Furthermore, the blood lipid profile in itself could better predict the risk of developing type 2 diabetes than obesity, which is considered to be the most important risk factor for type 2 diabetes.

"This means that we could produce a better assessment of who had a high risk of developing type 2 diabetes," added Fernandez.

The findings also revealed that the blood lipid profile can be linked to lifestyle. The more that participants exercised in their free time, the smaller the amount of harmful blood lipid profile they had. According to the study, coffee was also linked to a reduced amount of the harmful blood lipid profile. Dairy products, sugar-sweetened drinks and processed meat, on the other hand, were linked to larger amounts of the harmful blood lipid profile.

This indicates that it could be possible to modify your blood lipid profile and thereby your risk of developing type 2 diabetes through lifestyle changes, comments Céline Fernandez. However, further research is needed to confirm this.

 "This shows how machine learning can be used to improve clinical diagnosis,” said Nikolay Oskolkov, bioinformatics specialist at NBIS.

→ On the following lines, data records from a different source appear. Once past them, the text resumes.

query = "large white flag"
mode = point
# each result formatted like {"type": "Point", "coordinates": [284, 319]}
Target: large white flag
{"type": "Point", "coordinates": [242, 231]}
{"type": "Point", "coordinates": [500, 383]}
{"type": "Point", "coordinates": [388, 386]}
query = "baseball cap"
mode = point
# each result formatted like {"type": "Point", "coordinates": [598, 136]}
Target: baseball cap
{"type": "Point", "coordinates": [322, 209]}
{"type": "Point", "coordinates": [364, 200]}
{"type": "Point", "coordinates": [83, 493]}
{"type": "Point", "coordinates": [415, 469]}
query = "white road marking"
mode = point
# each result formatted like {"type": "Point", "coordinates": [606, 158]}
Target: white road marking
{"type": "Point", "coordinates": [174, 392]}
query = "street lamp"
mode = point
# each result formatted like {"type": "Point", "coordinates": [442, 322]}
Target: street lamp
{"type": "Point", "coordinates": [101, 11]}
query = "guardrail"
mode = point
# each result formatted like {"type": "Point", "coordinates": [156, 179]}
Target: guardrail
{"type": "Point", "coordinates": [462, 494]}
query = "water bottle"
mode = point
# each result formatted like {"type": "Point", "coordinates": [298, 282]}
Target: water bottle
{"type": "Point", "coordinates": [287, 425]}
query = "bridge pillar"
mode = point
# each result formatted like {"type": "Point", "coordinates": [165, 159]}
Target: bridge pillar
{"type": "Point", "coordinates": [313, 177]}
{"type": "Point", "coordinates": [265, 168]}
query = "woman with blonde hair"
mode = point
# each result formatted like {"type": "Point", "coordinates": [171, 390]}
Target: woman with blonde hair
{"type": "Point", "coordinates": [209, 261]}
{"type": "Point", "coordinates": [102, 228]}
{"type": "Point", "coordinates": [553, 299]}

One strength of the study is that the researchers could repeat the group A results in group B and thereby validate and confirm the results in other individuals. This was possible because the Malmö Diet and Cancer study has many participants and the blood lipid analysis is so robust.

"One weakness, of course, is that all individuals in the cohort have a similar origin. We don't know what the results would have been in another cohort, from another part of the world, for example," concluded Fernandez.